So I have a closed loop water cooler on my GPU and I replaced the stock single speed fan with two Noctua PWM fans (doing push/pull) connected to my motherboard. Even though the fans can be seen by lm_sensors
and fancontrol
the Nvidia GPU does not appear as it’s proprietary driver.
I knew nvidia-settings
could be used to query the temperature (and the pump speed if you care) so I wrote a script to tie it all together:
#!/usr/bin/env bash
set -e
# This is the path to the PWM controlled fan (use lm_sensors/fancontrol to help you identify this)

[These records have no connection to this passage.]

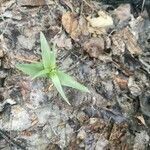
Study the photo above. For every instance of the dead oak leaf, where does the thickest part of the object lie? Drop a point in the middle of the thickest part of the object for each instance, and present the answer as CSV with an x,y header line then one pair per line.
x,y
74,25
95,46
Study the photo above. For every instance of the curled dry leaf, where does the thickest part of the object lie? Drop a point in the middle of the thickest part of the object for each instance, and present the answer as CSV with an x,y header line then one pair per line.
x,y
131,42
123,12
73,25
95,46
104,20
33,2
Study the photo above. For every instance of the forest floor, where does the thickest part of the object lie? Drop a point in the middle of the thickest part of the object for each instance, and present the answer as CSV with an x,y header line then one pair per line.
x,y
106,48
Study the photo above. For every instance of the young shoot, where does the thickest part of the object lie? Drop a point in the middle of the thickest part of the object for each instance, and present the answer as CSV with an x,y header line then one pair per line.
x,y
47,68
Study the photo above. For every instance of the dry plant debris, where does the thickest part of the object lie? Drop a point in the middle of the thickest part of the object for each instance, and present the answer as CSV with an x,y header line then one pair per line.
x,y
104,44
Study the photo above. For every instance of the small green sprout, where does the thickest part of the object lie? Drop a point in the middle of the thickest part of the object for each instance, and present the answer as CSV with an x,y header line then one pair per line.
x,y
47,68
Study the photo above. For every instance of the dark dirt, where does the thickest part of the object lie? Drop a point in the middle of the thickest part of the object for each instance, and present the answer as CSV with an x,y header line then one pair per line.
x,y
105,46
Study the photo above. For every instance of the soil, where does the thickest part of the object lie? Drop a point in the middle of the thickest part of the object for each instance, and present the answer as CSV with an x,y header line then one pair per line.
x,y
103,45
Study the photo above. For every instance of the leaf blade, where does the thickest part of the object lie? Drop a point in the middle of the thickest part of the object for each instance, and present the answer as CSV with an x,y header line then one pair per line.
x,y
30,69
41,73
69,81
58,86
48,56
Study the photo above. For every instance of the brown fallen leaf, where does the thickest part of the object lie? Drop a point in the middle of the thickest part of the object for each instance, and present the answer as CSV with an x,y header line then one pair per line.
x,y
104,20
74,25
95,46
123,12
131,42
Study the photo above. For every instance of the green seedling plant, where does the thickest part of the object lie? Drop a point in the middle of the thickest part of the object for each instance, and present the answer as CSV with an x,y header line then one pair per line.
x,y
47,68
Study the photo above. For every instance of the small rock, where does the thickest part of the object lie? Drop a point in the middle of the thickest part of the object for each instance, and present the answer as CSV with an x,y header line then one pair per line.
x,y
133,87
31,2
1,53
95,47
102,144
104,20
144,103
93,120
141,141
20,120
3,74
81,135
82,117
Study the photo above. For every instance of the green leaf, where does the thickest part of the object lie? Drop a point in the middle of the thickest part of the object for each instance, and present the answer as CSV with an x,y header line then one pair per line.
x,y
30,69
41,73
67,80
58,86
48,56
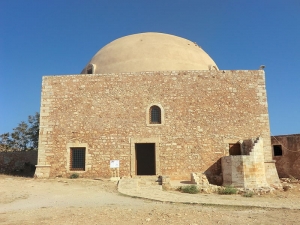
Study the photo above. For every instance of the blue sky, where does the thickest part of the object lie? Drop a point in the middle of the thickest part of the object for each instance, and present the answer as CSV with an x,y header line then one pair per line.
x,y
40,38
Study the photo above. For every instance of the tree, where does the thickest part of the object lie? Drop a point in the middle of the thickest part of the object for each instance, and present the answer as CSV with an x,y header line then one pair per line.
x,y
24,137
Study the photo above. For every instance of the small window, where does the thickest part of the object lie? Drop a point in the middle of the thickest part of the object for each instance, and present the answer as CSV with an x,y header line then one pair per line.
x,y
155,115
277,150
77,159
235,149
90,69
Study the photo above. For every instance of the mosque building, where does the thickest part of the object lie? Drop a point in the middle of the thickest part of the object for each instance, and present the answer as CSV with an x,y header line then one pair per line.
x,y
157,104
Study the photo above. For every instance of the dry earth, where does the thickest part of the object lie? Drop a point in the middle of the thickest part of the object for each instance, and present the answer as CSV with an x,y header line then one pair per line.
x,y
83,201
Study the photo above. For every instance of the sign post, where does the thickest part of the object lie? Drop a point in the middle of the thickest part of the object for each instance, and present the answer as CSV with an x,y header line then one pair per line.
x,y
114,168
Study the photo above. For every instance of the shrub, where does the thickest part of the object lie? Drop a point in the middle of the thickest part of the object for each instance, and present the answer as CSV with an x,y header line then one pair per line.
x,y
74,175
191,189
228,190
248,194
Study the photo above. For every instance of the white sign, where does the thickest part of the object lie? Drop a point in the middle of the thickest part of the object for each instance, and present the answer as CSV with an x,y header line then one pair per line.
x,y
114,163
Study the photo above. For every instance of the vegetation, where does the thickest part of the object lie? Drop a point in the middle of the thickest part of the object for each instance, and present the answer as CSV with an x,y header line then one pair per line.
x,y
191,189
228,190
23,138
74,176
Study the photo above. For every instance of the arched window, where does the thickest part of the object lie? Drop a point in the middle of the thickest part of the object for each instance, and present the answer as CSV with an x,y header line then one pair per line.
x,y
155,115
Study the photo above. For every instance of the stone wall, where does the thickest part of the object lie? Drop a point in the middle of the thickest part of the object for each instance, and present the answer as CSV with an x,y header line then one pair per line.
x,y
247,171
11,162
204,111
288,164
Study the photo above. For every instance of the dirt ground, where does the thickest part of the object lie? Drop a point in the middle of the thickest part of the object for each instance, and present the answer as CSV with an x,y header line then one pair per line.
x,y
84,201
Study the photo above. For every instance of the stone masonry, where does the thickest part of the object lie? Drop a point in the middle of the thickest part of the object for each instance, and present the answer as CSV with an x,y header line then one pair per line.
x,y
203,111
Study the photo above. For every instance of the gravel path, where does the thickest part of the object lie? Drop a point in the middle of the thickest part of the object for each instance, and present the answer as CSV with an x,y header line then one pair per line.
x,y
83,201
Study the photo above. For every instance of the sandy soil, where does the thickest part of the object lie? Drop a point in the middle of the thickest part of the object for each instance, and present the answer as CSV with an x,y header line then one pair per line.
x,y
83,201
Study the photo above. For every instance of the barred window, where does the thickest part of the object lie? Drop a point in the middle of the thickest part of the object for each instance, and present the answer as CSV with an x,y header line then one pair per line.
x,y
77,159
277,150
155,115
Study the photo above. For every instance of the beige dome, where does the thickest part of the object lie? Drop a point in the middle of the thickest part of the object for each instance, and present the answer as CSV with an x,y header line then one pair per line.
x,y
149,52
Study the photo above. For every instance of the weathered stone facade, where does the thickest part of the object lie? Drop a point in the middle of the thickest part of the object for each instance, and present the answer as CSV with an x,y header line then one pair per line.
x,y
108,114
288,160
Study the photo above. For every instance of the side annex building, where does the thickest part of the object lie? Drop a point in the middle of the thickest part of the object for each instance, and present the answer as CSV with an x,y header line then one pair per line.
x,y
160,105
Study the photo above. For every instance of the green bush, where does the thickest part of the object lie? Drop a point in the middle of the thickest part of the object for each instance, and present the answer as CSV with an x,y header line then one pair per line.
x,y
228,190
248,194
191,189
74,175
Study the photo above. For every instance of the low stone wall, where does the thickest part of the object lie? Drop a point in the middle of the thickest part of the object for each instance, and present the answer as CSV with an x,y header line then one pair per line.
x,y
12,162
288,163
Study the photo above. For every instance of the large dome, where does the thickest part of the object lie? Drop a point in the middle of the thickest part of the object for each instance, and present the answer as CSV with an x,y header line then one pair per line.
x,y
149,52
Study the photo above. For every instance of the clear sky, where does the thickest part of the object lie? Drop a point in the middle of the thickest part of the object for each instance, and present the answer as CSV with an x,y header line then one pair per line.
x,y
40,38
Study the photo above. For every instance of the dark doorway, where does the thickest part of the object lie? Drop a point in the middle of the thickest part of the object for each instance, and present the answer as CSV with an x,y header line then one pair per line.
x,y
145,158
235,149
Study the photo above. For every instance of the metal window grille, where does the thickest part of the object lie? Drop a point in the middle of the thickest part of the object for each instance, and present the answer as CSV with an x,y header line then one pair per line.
x,y
77,159
277,150
155,114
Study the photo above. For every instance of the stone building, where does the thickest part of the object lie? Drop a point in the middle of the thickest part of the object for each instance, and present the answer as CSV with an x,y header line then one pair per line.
x,y
286,152
161,106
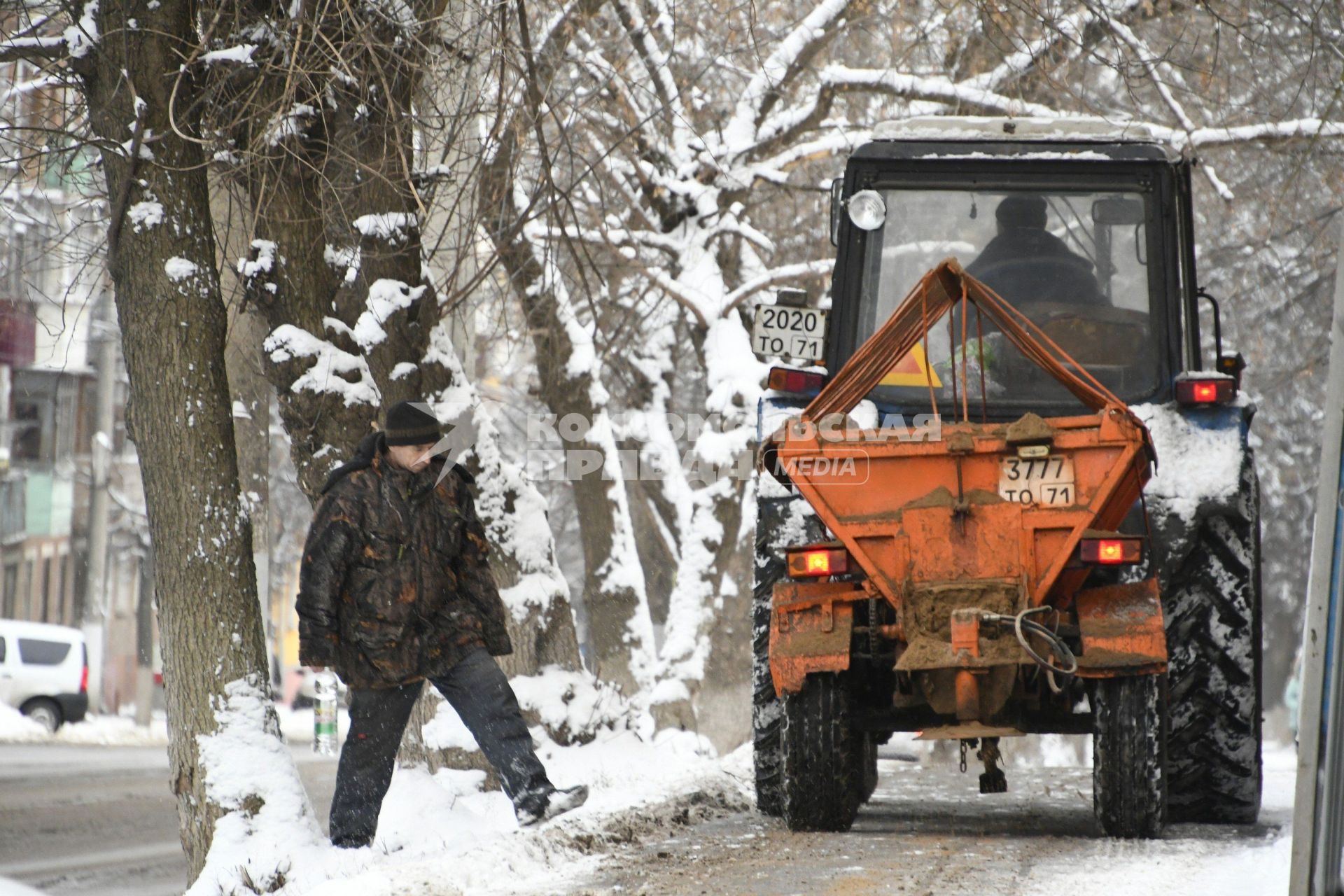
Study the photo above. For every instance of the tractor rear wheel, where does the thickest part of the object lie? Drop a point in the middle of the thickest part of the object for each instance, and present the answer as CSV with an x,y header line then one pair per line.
x,y
1212,610
780,523
1129,755
823,783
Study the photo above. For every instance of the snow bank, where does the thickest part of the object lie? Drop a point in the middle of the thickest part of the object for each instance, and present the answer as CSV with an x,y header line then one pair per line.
x,y
440,834
1194,465
270,825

fan=/sys/class/hwmon/hwmon1/pwm1
# Read https://www.kernel.org/doc/Documentation/hwmon/ for your PWM chip to find the correct values (I have a nct6792)
automatic=5
manual=1
# Temperature at which to run fan at 100% speed
max=80
# Re-enable automatic fan control on exit
trap "echo ${automatic} > ${fan}_enable; exit" SIGHUP SIGINT SIGTERM ERR EXIT
# Enable manual fan control
echo ${manual} > ${fan}_enable
function temperature() {
nvidia-settings -q [gpu:0]/gpucoretemp -t
}
function fan_speed() {
echo Setting FAN Speed to $1%
echo $(((($1 * 255)) / 100)) > ${fan}
}
while true; do
temp=`temperature`
echo GPU Temperature: $temp
if [ "$temp" -ge "$max" ] ; then
fan_speed 100
else
fan_speed $(($temp + ((100 - $max))))
fi
sleep 1
done
Then make the script sudoable without password and run on login. Now my fans run at 600rpm at idle and go up to 1100rpm when running a GPU burn in tool.